### Variational AutoEncoder Chess Position Generator

##### Inspiration
* Recently, I have been reading up about generative models, and one of them that caught my eye was the VAE.
* It allows you to generate new data that is similar to your training data.
* At the same time, I am interested in chess and have enjoyed solving chess puzzles for quite awhile.
* However, the premise of a chess puzzle is that the player knows that there exists a optimal move / sequence of moves that provides the player an advantage.
* This helps the player to improve in terms of tactics and pattern recognition, but in most cases when playing a game of chess, we do not know if there exists an optimal solution.
* This introduces the idea of an anti-puzzle, where the premise is now that the chess position provided may have an optimal solution, or the "solution" is to play a move that maintains the status-quo.
* With the VAE, we can train it with a training set of legal chess positions, and have it output more chess positions.
* Since the VAE would not have any idea if the chess position has an optimal solution or not, it is perfect for creating "anti-puzzle" solutions.
* Furthermore, chess is a "constrained" game, where the rules are clear and we can check if the position generated by the VAE is a legal position or not.
* For this model, the goal is to simply generate new (legal) chess positions.

In [1]:
import math
import os
import numpy as np
import pandas as pd
import tensorflow as tf
from keras import backend as K
import matplotlib.pyplot as plt
import keras
from scipy.stats import norm
from keras import layers, models, metrics, losses, optimizers
from keras.callbacks import EarlyStopping
from sklearn.model_selection import KFold, train_test_split

2023-08-30 01:49:58.550242: I tensorflow/core/platform/cpu_feature_guard.cc:182] This TensorFlow binary is optimized to use available CPU instructions in performance-critical operations.
To enable the following instructions: SSE4.1 SSE4.2, in other operations, rebuild TensorFlow with the appropriate compiler flags.


##### Data Collection

* The easiest way to obtain chess is positions is from my own games.
* I exported move data from some chess games that I have played online in Lichess, which comes in a .pgn file.
* From this file, we can get the move orders for the games that I have exported, from which I can deduce the chess positions.
* For this, I used the python-chess library, which helps to deduce FEN positions from PGN move list
* Once we get the FEN positions, we can derive the values for the input data we wish to parse into our model

##### Data Representation
* Although this doesn't give the chess positions directly, we can manipulate it into a form that works for the VAE.
* The current idea is to have a 8 x 8 x 12 matrix, which means to say each of the 12 pieces (K, Q, R, B, N, P, k, q, r, b, n, p) each have their own 8 x 8 chessboard that denotes their position.
* We can generate these as all chess games I exported start from the standard position, and we can denote the piece at a certain position with a 1 (i.e. 0 marks that the piece is not at that position).
* This coincidentally is a perfect data set for generating anti-puzzles as it is formed from the sequence of moves of a game, of which not all positions have an optimal solution.

In [2]:
DIR = os.path.dirname(__vsc_ipynb_file__)
fen_data_path = os.path.join(DIR, "data", "fen-data.txt")

In [3]:
PIECE_TO_IDX = dict([[c, i] for i, c in enumerate('KQRBNPkqrbnp')])

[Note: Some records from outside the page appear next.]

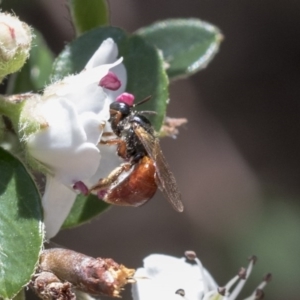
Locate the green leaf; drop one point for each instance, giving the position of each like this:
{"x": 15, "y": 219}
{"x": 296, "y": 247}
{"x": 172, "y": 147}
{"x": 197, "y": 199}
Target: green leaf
{"x": 188, "y": 45}
{"x": 21, "y": 227}
{"x": 84, "y": 209}
{"x": 36, "y": 72}
{"x": 89, "y": 14}
{"x": 146, "y": 76}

def generate_matrix_from_fen(fen_string):
    # initialise board
    board = [[[0 for k in range(12)] for j in range(8)] for i in range(8)]

    # process FEN string
    board_string = fen_string.split(" ")[0].split("/")
    row, col = 0, 0
    for board_row in board_string:
        for row_item in board_row:
            if row_item.isnumeric():
                col += int(row_item)
            else:
                board[row][col][PIECE_TO_IDX[row_item]] = 1
                col += 1
        row += 1
        col = 0
    return board

In [4]:
data = []
with open(fen_data_path) as file:
    for line in file:
        data.append(np.array(generate_matrix_from_fen(line)))
data = np.array(data, 'float64')
print(data.shape)

(18175, 8, 8, 12)


In [5]:
# (hyper)parameters
latent_dims = 8
hidden_layers = 3
base_units = 2 << 5
kernel_size = (3, 3)
strides = 2
dropout_rate = 0.3
beta = 10 ** -1

In [21]:
class Sampling(layers.Layer):
    def call(self, inputs):
        z_mean, z_log_var = inputs
        batch = tf.shape(z_mean)[0]
        dim = tf.shape(z_mean)[1]
        epsilon = K.random_normal(shape = (batch, dim))
        return z_mean + tf.exp(0.5 * z_log_var) * epsilon

class vae_chess(models.Model):

    def __init__(self, latent_dims, hidden_layers, base_units, kernel_size, strides, dropout_rate, beta):
        super(vae_chess, self).__init__()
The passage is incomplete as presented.